Chciałbym również podziękować Tobie Friedmanow, naszej dyrektor operacyjnej Heal the Kids, która powraca dziś do swojej alma mater, gdzie pracowała jako nauczycielka, jak również Marylin Piels, jeszcze jednej członkini naszego zespołu Heal the Kids.
Onieśmiela mnie, że przemawiam w miejscu, które już wypełniały tak szlachetne postacie jak Matka Teresa, Albert Einstein, Ronald Regan, Robert Kennedy i Malkolm X.
Słyszałem nawet, że Żaba Kremit pojawił się tutaj i zawsze odczuwałem zrozumienie dla przesłania Kermita, że nie łatwo być zielonym.

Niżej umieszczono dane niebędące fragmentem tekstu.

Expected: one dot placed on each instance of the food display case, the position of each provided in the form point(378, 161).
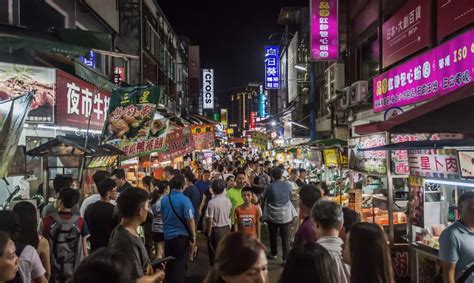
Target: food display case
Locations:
point(436, 182)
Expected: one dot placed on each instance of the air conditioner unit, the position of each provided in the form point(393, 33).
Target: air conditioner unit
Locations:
point(359, 91)
point(346, 98)
point(334, 79)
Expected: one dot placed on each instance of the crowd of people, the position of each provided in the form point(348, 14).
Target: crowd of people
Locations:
point(121, 233)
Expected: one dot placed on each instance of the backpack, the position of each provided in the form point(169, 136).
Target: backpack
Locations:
point(65, 240)
point(18, 278)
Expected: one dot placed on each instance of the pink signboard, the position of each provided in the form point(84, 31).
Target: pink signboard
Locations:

Jestem pewien, że jemu nie było łatwiej tu przemawiać, niż mnie.
Gdy dziś oglądałem Oxford nie mogłem się oprzeć świadomości majestatu i wielkości tej wspaniałej instytucji, nie wspominając o błyskotliwości wielkich i utalentowanych umysłów, które przechadzały się po tych ulicach przez wieki.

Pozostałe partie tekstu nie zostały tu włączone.